# Going Away Plaque



## Stick (Aug 23, 2007)

Here's a plaque I did the woodwork for and had laser etched for a guy PCSing out of my Division. I used solid mesquite so he could take a little Texas with him.


----------



## GeorgeC (Jul 30, 2008)

That is really nice. I did not realize that mesquite could be obtained in boards that large.

George


----------



## phinds (Mar 25, 2009)

beautiful, and a great choice of wood.


----------



## The Everyman Show (Jul 10, 2009)

Stick great job on the plaque, I like the two accent strips that break up the two edges, nice touch. The laser etching does an amazing job of precise detail – does it create much tear out? Do you have much sanding to do afterwards to get any tear out cleaned off or is it a smooth finish product?


----------



## Stick (Aug 23, 2007)

GeorgeC said:


> That is really nice. I did not realize that mesquite could be obtained in boards that large.
> 
> George


I had to drive 45 minutes south of San Antonio to a specialty flooring/mantle shop to get it. It doesn't usually come that large. If you look at the grain close, that is the entire cross-section of the tree. The longest board they had of that width was 37". The did have longer ones up to about 8' that were 8-9" wide though.


----------



## Stick (Aug 23, 2007)

The Everyman Show said:


> Stick great job on the plaque, I like the two accent strips that break up the two edges, nice touch. The laser etching does an amazing job of precise detail – does it create much tear out? Do you have much sanding to do afterwards to get any tear out cleaned off or is it a smooth finish product?

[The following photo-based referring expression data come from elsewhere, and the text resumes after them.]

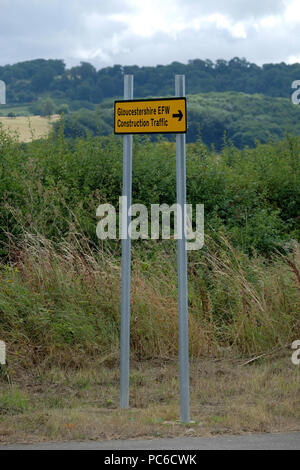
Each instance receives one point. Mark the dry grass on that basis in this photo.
(30, 128)
(58, 404)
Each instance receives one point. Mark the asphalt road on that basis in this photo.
(288, 441)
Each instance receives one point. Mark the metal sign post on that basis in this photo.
(126, 257)
(182, 266)
(165, 115)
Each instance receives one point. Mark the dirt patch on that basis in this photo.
(59, 404)
(29, 128)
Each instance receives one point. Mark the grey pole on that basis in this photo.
(182, 267)
(126, 258)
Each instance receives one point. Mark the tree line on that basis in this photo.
(26, 81)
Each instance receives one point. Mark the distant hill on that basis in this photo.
(27, 81)
(241, 117)
(237, 98)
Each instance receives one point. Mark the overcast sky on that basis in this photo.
(127, 32)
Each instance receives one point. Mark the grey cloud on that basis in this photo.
(64, 29)
(237, 9)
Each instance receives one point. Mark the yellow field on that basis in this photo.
(28, 128)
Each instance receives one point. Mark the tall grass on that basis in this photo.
(60, 287)
(61, 304)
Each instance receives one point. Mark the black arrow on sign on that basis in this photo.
(179, 115)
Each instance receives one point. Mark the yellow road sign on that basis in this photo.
(157, 116)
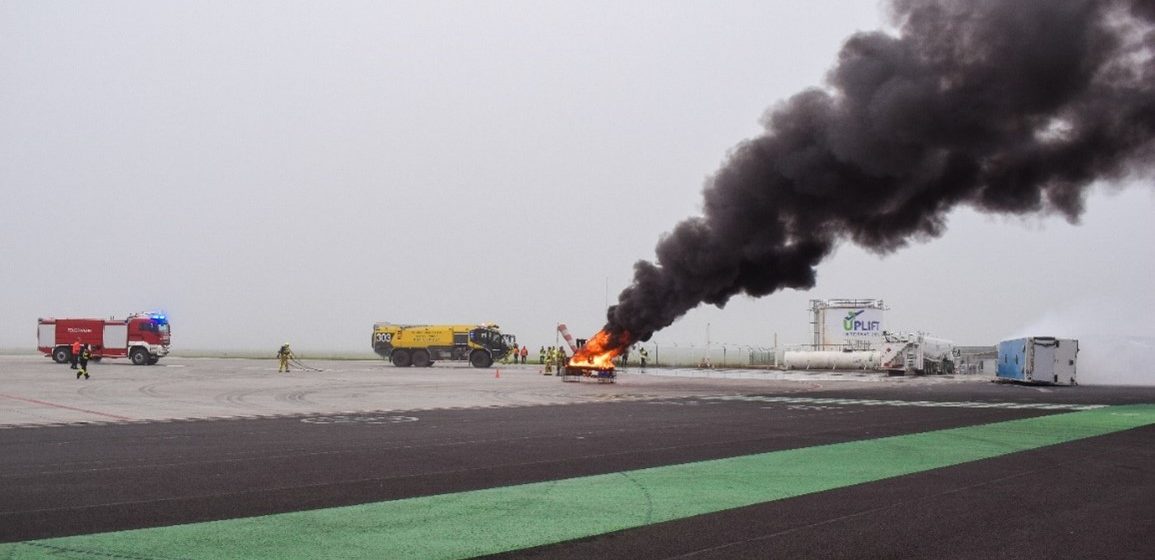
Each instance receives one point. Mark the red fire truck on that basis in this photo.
(142, 337)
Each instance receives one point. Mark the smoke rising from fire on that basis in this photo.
(1006, 106)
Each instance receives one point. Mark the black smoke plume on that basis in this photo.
(1007, 106)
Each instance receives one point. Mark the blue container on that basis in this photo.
(1038, 359)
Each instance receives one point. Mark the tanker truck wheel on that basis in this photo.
(420, 358)
(61, 355)
(401, 358)
(139, 356)
(481, 358)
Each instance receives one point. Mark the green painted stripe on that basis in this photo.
(490, 521)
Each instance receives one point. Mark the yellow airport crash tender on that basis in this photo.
(423, 344)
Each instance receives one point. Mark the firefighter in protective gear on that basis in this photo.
(75, 355)
(284, 355)
(86, 355)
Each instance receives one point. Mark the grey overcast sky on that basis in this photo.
(270, 171)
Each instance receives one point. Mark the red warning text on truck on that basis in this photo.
(142, 337)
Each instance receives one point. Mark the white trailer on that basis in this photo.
(916, 353)
(1038, 359)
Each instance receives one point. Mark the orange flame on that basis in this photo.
(600, 351)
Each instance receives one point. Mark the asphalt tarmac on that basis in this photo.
(170, 447)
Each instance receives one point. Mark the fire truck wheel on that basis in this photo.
(139, 356)
(481, 358)
(61, 355)
(401, 358)
(420, 358)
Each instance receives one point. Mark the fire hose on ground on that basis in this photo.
(299, 364)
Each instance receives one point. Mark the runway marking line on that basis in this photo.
(498, 520)
(34, 401)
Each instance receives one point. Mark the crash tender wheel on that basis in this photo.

There is absolutely no tear out with the laser etching, probably because it burns the wood out instead of cutting it (smelled like a BBQ pit when I picked it up). I did all the sanding to the board before I had it etched. The laser only goes about a 1/16th deep in most places, even less in the lighter shaded parts. I think the letters/wording at the bottom were the deepest etched parts. I did spend about 5 hours working on the .jpg to get it lightened up enough so the picture wasn't a dark black blob. Even after I see the finished product, I think I'll lighten some parts of the picture up even more to give more detail and less of a solid "burn".


----------